Here’s the US dollar index – the US dollar measured against the currencies of its major trading partners – over the last five years. You can see the gains under Obama in 2014, followed by the fall under Trump in 2017.

This last month or two has been extraordinary. There appears to be some resistance around 95 on the chart, which might slow things down, but I don’t see why it can’t go further.

The pound was closing in on $1.44 two months ago. Now it’s sitting at $1.31 and staring down the barrel of descent into the $1.20s. It looks awful.

Yet the pound, much though it may not feel like it, is actually up on the year against the Canadian dollar, it’s up against the Aussie dollar, it’s up against the South African rand, it’s even up by a tiny amount against the euro. It’s down against the Japanese yen, Swiss franc and Singapore dollar, however. As currencies go, it is mid-ranking.

When you look at the relative valuations between the pound and the dollar, the pound seems “too cheap”. Most measures of purchasing power parity have fair value at $1.50 or $1.60. I had one email explaining that the right price should be phi – $1.618 – the “golden ratio”, which I rather liked.

On a valuation basis alone, to head back into the $1.20s might seem too much. But forex trends are powerful things. They go on a lot longer than many expect – often for many years – and though the pound may be “too cheap” against the dollar, the euro is not.

Currently at $1.15, the euro was at $1.04 little more than a year ago. Shortly after the turn of the century it was 82c. There is plenty of “room” for further US dollar appreciation against it.

The political picture is tricky for both the euro and the pound

Politics also affects currencies. From my humble seat in southeast London – which is not on the pulse – I’d say that Britain and Europe both have greater political problems than the US.

The campaign to bring down Trump goes on, but Trump-haters are so loud and relentless that their effect, counter-intuitively, has been to make his position stronger. I don’t quite know how that works, that’s just what seems to be happening.  His approval ratings are high. That is dollar bullish.

The EU has Italy and Brexit to deal with, although it seems to be dealing with the latter much better than we are. It has greater economic problems than the US. Unemployment is high, growth weak, the central bank is still printing money and rates have not yet started rising (maybe when they do that will bring euro strength).

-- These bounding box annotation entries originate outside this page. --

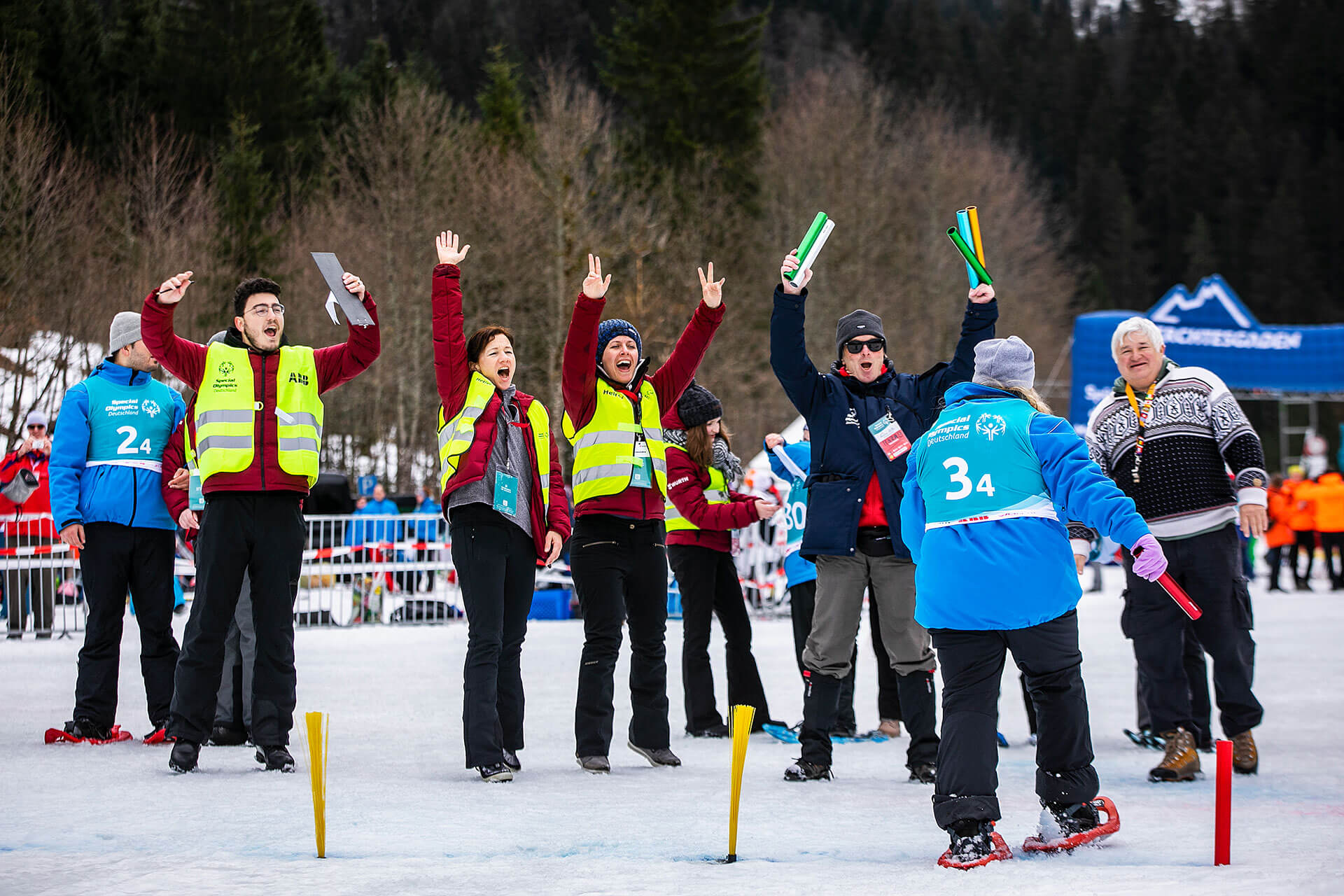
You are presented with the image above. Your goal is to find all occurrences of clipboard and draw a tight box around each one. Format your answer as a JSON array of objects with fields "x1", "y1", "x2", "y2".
[{"x1": 311, "y1": 253, "x2": 374, "y2": 326}]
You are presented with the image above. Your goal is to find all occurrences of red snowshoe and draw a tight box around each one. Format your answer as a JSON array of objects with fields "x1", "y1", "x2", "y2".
[
  {"x1": 1021, "y1": 797, "x2": 1119, "y2": 853},
  {"x1": 43, "y1": 722, "x2": 134, "y2": 744},
  {"x1": 938, "y1": 821, "x2": 1012, "y2": 871}
]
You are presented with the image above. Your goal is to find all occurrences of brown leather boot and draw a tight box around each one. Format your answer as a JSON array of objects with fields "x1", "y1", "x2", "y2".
[
  {"x1": 1233, "y1": 729, "x2": 1259, "y2": 775},
  {"x1": 1148, "y1": 728, "x2": 1199, "y2": 782}
]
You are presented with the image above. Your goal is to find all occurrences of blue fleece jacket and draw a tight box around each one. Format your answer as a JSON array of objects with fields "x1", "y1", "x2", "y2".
[
  {"x1": 900, "y1": 383, "x2": 1148, "y2": 631},
  {"x1": 761, "y1": 440, "x2": 817, "y2": 589},
  {"x1": 50, "y1": 360, "x2": 187, "y2": 529}
]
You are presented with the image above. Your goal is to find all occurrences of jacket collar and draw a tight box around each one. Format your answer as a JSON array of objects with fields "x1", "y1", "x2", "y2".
[{"x1": 92, "y1": 357, "x2": 153, "y2": 386}]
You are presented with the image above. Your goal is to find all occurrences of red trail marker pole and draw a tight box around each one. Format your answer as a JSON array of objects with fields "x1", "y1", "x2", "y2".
[{"x1": 1214, "y1": 740, "x2": 1233, "y2": 867}]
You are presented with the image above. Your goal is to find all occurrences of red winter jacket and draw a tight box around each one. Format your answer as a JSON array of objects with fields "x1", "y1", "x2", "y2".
[
  {"x1": 140, "y1": 290, "x2": 379, "y2": 494},
  {"x1": 430, "y1": 265, "x2": 570, "y2": 560},
  {"x1": 0, "y1": 446, "x2": 58, "y2": 537},
  {"x1": 663, "y1": 408, "x2": 761, "y2": 554},
  {"x1": 561, "y1": 293, "x2": 723, "y2": 520}
]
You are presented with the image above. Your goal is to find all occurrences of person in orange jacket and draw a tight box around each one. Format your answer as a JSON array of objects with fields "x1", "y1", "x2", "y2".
[
  {"x1": 1265, "y1": 475, "x2": 1296, "y2": 591},
  {"x1": 1284, "y1": 463, "x2": 1316, "y2": 591},
  {"x1": 1312, "y1": 472, "x2": 1344, "y2": 591}
]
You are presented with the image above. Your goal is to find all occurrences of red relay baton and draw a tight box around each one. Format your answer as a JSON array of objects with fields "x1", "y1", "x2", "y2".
[{"x1": 1132, "y1": 548, "x2": 1204, "y2": 620}]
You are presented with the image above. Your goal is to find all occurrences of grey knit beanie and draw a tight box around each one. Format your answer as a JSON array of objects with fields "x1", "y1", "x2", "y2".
[
  {"x1": 108, "y1": 312, "x2": 140, "y2": 355},
  {"x1": 970, "y1": 336, "x2": 1036, "y2": 388},
  {"x1": 836, "y1": 307, "x2": 887, "y2": 357}
]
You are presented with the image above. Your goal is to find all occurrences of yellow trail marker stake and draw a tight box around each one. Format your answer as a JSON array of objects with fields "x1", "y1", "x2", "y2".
[
  {"x1": 723, "y1": 705, "x2": 755, "y2": 864},
  {"x1": 304, "y1": 712, "x2": 330, "y2": 858}
]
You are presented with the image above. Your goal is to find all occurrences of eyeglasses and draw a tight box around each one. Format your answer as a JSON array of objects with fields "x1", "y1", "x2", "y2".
[{"x1": 844, "y1": 339, "x2": 887, "y2": 355}]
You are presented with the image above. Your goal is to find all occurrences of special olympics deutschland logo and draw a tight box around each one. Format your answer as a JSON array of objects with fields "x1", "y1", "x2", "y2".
[{"x1": 976, "y1": 414, "x2": 1008, "y2": 442}]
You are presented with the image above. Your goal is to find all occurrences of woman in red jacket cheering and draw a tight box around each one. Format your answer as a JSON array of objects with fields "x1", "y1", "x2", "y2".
[
  {"x1": 663, "y1": 383, "x2": 780, "y2": 738},
  {"x1": 433, "y1": 231, "x2": 570, "y2": 782}
]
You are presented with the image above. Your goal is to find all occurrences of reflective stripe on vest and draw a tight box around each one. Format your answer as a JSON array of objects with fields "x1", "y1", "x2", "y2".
[
  {"x1": 438, "y1": 371, "x2": 551, "y2": 522},
  {"x1": 664, "y1": 446, "x2": 732, "y2": 532},
  {"x1": 563, "y1": 377, "x2": 668, "y2": 505},
  {"x1": 196, "y1": 342, "x2": 324, "y2": 486}
]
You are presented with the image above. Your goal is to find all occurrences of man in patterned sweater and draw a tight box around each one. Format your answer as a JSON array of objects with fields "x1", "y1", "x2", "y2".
[{"x1": 1084, "y1": 317, "x2": 1268, "y2": 780}]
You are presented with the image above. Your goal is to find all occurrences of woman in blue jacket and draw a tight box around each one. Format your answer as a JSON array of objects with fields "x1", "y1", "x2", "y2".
[{"x1": 900, "y1": 336, "x2": 1167, "y2": 868}]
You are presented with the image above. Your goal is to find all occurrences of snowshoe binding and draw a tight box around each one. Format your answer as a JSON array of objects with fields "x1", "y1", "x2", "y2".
[
  {"x1": 938, "y1": 818, "x2": 1012, "y2": 871},
  {"x1": 1021, "y1": 797, "x2": 1119, "y2": 853},
  {"x1": 43, "y1": 719, "x2": 134, "y2": 744}
]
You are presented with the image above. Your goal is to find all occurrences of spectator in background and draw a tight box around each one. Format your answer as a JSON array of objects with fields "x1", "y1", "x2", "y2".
[
  {"x1": 0, "y1": 411, "x2": 57, "y2": 638},
  {"x1": 1312, "y1": 473, "x2": 1344, "y2": 591},
  {"x1": 1284, "y1": 463, "x2": 1316, "y2": 591}
]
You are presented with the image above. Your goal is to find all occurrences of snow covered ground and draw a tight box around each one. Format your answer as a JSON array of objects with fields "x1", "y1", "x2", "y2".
[{"x1": 0, "y1": 568, "x2": 1344, "y2": 896}]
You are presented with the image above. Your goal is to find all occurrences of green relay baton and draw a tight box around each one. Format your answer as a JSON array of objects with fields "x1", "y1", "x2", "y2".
[
  {"x1": 789, "y1": 211, "x2": 834, "y2": 282},
  {"x1": 948, "y1": 227, "x2": 995, "y2": 284}
]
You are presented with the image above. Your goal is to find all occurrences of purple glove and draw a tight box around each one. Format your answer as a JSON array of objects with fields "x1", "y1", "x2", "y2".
[{"x1": 1129, "y1": 533, "x2": 1167, "y2": 582}]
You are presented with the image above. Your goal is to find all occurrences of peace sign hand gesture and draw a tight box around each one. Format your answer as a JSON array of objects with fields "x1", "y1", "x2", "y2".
[
  {"x1": 434, "y1": 230, "x2": 472, "y2": 265},
  {"x1": 695, "y1": 262, "x2": 729, "y2": 307},
  {"x1": 583, "y1": 253, "x2": 612, "y2": 298},
  {"x1": 159, "y1": 270, "x2": 191, "y2": 305}
]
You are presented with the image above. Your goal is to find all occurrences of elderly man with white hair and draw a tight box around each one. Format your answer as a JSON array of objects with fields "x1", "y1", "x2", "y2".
[{"x1": 1084, "y1": 317, "x2": 1268, "y2": 782}]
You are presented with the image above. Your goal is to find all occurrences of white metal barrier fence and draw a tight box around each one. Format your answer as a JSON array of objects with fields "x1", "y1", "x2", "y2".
[{"x1": 0, "y1": 513, "x2": 788, "y2": 638}]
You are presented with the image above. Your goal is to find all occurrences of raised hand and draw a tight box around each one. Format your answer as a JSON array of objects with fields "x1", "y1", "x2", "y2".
[
  {"x1": 434, "y1": 230, "x2": 472, "y2": 265},
  {"x1": 340, "y1": 272, "x2": 368, "y2": 301},
  {"x1": 695, "y1": 262, "x2": 729, "y2": 307},
  {"x1": 780, "y1": 251, "x2": 812, "y2": 295},
  {"x1": 159, "y1": 270, "x2": 191, "y2": 305},
  {"x1": 583, "y1": 253, "x2": 612, "y2": 298},
  {"x1": 757, "y1": 498, "x2": 780, "y2": 520}
]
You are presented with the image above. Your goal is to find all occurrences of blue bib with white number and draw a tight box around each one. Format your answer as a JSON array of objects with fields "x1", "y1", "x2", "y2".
[
  {"x1": 914, "y1": 398, "x2": 1056, "y2": 529},
  {"x1": 85, "y1": 376, "x2": 175, "y2": 469}
]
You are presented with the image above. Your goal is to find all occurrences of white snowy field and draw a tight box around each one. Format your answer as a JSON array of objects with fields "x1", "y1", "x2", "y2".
[{"x1": 0, "y1": 568, "x2": 1344, "y2": 896}]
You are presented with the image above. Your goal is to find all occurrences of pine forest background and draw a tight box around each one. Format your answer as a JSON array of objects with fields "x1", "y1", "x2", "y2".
[{"x1": 0, "y1": 0, "x2": 1344, "y2": 491}]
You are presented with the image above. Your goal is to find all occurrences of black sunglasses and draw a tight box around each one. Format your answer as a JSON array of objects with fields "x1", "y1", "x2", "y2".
[{"x1": 844, "y1": 339, "x2": 887, "y2": 355}]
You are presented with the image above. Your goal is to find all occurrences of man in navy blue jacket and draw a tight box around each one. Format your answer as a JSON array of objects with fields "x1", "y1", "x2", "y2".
[{"x1": 770, "y1": 253, "x2": 999, "y2": 783}]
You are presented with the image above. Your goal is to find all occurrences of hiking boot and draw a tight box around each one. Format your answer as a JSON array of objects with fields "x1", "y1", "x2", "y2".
[
  {"x1": 575, "y1": 756, "x2": 612, "y2": 775},
  {"x1": 625, "y1": 741, "x2": 681, "y2": 769},
  {"x1": 257, "y1": 744, "x2": 294, "y2": 774},
  {"x1": 783, "y1": 759, "x2": 831, "y2": 780},
  {"x1": 1233, "y1": 728, "x2": 1259, "y2": 775},
  {"x1": 938, "y1": 818, "x2": 1012, "y2": 869},
  {"x1": 685, "y1": 722, "x2": 732, "y2": 738},
  {"x1": 476, "y1": 762, "x2": 513, "y2": 785},
  {"x1": 1148, "y1": 728, "x2": 1199, "y2": 782},
  {"x1": 910, "y1": 762, "x2": 938, "y2": 785},
  {"x1": 168, "y1": 738, "x2": 200, "y2": 775}
]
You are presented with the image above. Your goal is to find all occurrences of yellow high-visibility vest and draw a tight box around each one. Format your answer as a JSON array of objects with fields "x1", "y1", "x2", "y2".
[
  {"x1": 664, "y1": 444, "x2": 732, "y2": 532},
  {"x1": 438, "y1": 371, "x2": 551, "y2": 510},
  {"x1": 195, "y1": 342, "x2": 324, "y2": 486},
  {"x1": 562, "y1": 377, "x2": 668, "y2": 505}
]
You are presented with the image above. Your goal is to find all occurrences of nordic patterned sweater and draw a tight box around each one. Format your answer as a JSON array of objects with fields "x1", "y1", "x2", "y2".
[{"x1": 1070, "y1": 360, "x2": 1268, "y2": 539}]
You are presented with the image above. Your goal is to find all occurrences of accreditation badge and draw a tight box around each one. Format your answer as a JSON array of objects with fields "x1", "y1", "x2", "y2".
[{"x1": 868, "y1": 411, "x2": 910, "y2": 461}]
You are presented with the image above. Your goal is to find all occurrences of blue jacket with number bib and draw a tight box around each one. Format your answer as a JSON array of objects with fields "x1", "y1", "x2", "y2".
[
  {"x1": 770, "y1": 286, "x2": 999, "y2": 560},
  {"x1": 900, "y1": 383, "x2": 1148, "y2": 631},
  {"x1": 50, "y1": 360, "x2": 187, "y2": 529}
]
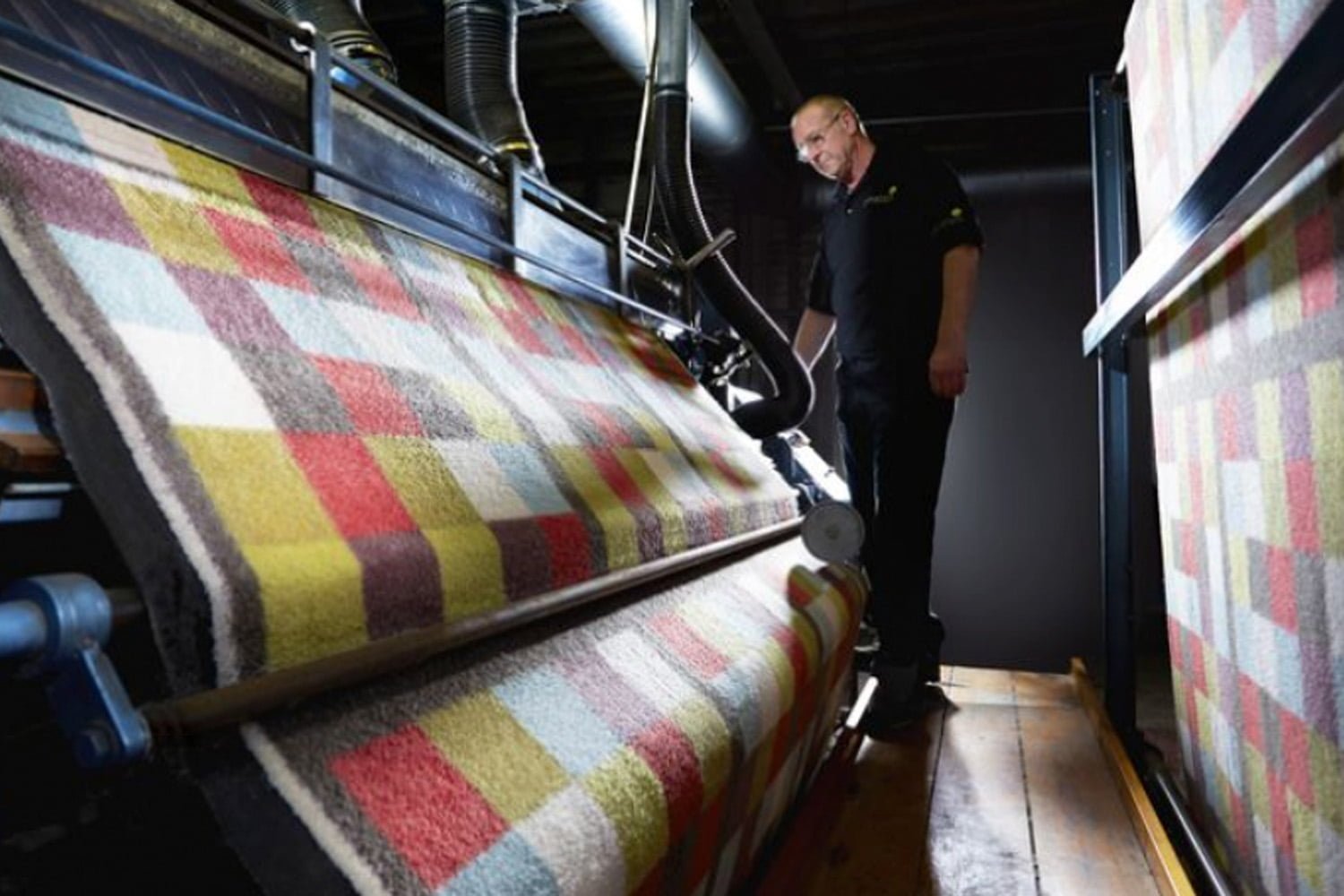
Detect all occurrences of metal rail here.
[0,12,696,332]
[1082,0,1344,355]
[140,519,803,740]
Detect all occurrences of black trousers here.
[840,368,956,664]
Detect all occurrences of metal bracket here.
[0,573,151,769]
[685,227,738,271]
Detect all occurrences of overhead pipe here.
[444,0,545,177]
[569,0,755,156]
[653,0,814,439]
[253,0,397,83]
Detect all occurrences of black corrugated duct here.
[253,0,397,81]
[653,0,814,439]
[444,0,545,176]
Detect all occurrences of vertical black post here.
[306,25,332,196]
[502,151,527,274]
[1089,73,1140,753]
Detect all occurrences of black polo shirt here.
[808,143,984,383]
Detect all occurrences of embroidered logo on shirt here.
[863,184,900,208]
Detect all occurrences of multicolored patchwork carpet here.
[234,540,863,896]
[1125,0,1330,239]
[0,72,865,895]
[1150,133,1344,895]
[0,82,796,691]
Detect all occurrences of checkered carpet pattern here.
[0,82,796,684]
[245,540,863,896]
[1125,0,1330,239]
[1150,140,1344,896]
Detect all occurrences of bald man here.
[792,95,984,728]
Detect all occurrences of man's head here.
[789,94,873,185]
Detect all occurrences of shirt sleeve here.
[924,157,986,255]
[808,245,835,314]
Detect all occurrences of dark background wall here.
[677,164,1107,672]
[933,168,1102,672]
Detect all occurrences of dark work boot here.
[919,613,948,684]
[860,657,933,737]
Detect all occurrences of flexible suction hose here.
[653,0,814,439]
[444,0,545,176]
[254,0,397,82]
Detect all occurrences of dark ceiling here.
[365,0,1129,211]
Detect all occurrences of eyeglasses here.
[797,108,846,164]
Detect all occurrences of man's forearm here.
[793,307,836,371]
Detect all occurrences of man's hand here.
[929,341,970,398]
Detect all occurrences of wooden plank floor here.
[809,667,1159,896]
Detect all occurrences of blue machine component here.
[0,575,151,769]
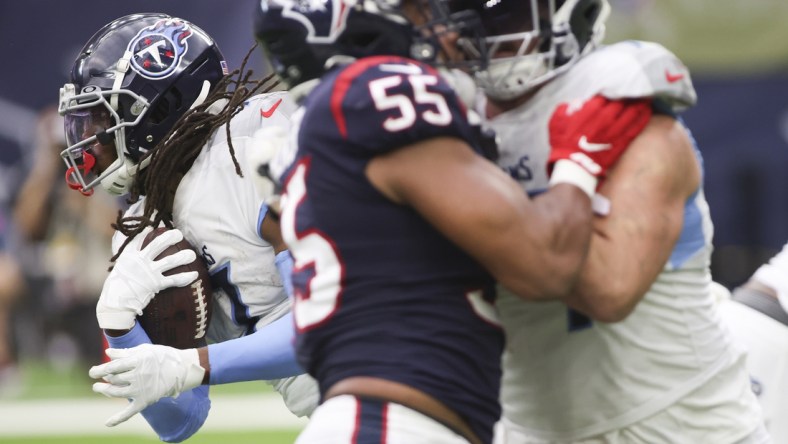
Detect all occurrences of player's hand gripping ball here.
[137,228,212,349]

In the UK, on the other hand, the inability of our leadership to actually show leadership and administer Brexit is such that Britain could easily slip into some kind of constitutional crisis, unless it gets its act together – and that would be extremely pound bearish, of course.

I remain of the view that the pound is going higher in the years ahead, but my bullishness has been rather tempered by this recent move in the dollar and by the failure to administer Brexit.

Forex markets like security. The certainty of any kind of Brexit deal would deliver that, but instead we are getting constant, unresolved can-kicking (it’s one reason the pound and the euro are locked in such a tight range).

If we are to see the pound outperform both the euro and the dollar – and it should do, as it is undervalued against both – first, we need some clarity over Brexit. That means strong leadership, which we don’t have.  At the moment we are limping our way towards a fudge.

Then we need the right deal. Longer term, the most bullish scenario, in my view, is for Britain to become an independent, free-trading centre (the last thing the EU wants on its doorstep) with a well-managed currency and fiscal rectitude (pigs might fly). What will tie us most to the fate of the euro is the more-likely-looking fudged Brexit.

Here, for your reference, is the pound versus the euro over the last five years (when the line is high, the euro is strong).

On a longer-term basis you can see just how much “room” there is for euro to come back to something like 80p or lower. That would be normalisation. But its destiny – and ours – is in the hands of our leaders. Over to you, Theresa.